Its shares jumped more than 5 percent to their highest since early January.

A slide in the value of sterling in the weeks after the end-June vote had helped boost British shares and the value of the firm's assets, and it said on Tuesday it had yet to see any weakening in investor sentiment despite the uncertain economic and political outlook.

Persistently low interest rates underpinned demand for its pension and investment products, as clients put greater store in the firm's face-to-face advice.

"People are looking for income, they're looking for alternatives to that (low interest rates)," Chief Executive David Bellamy told Reuters.

The company, which offers a range of services including investment funds, pensions and tax planning, said funds under management at end-September grew to 71.4 billion pounds ($87.3 billion) from 65.6 billion at the end of June.

Gross inflows were 2.8 billion pounds, led by strong demand for its pension products as more clients took advantage of rules designed to give them more control over how their retirement savings are invested.

Net inflows were 1.7 billion pounds, while positive market movements added a further 4.2 billion pounds to total assets, it said in a statement.

"Despite the backdrop of political uncertainty, it's been very much business as usual and we've maintained good momentum in the business since the half year," Bellamy said in a statement.
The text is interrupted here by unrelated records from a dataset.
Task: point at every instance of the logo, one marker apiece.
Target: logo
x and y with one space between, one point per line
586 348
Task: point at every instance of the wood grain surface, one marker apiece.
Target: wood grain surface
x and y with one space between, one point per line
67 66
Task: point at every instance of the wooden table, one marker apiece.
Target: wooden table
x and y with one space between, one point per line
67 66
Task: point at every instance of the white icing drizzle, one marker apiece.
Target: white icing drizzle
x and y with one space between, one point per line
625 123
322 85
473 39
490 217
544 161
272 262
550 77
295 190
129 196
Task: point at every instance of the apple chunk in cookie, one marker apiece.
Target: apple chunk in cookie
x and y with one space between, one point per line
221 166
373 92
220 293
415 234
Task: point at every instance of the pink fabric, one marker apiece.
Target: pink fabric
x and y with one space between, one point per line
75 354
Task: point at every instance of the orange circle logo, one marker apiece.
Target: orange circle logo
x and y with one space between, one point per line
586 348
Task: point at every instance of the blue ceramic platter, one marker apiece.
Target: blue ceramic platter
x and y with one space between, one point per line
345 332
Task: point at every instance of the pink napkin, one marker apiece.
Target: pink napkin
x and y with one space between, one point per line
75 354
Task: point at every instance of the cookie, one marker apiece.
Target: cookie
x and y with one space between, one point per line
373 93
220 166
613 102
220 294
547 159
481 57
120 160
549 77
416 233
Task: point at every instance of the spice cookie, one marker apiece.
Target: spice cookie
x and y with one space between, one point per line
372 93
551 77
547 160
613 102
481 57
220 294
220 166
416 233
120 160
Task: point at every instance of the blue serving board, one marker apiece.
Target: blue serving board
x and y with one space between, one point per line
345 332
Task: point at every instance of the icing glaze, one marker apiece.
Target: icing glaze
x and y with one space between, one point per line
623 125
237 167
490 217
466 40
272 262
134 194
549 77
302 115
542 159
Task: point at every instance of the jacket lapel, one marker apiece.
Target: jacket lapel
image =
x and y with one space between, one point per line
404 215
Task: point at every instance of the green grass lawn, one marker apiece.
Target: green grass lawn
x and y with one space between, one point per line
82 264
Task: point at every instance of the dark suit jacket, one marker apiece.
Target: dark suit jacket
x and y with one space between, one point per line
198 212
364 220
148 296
Shares in the firm were up 2.5 percent at 972.5 pence by 0740 GMT, among the top gainers in the FTSE 100 <.FTSE>, after initially rising to 1,003p, their highest since Jan. 1.

"Despite considerable political upheaval and market volatility, St James's Place has issued an excellent Q3, reporting inflows and funds under management which comfortably exceeded both our and the market's expectations" Shore Capital analyst Eamonn Flanagan said in a note to clients, flagging a "buy" rating on the stock.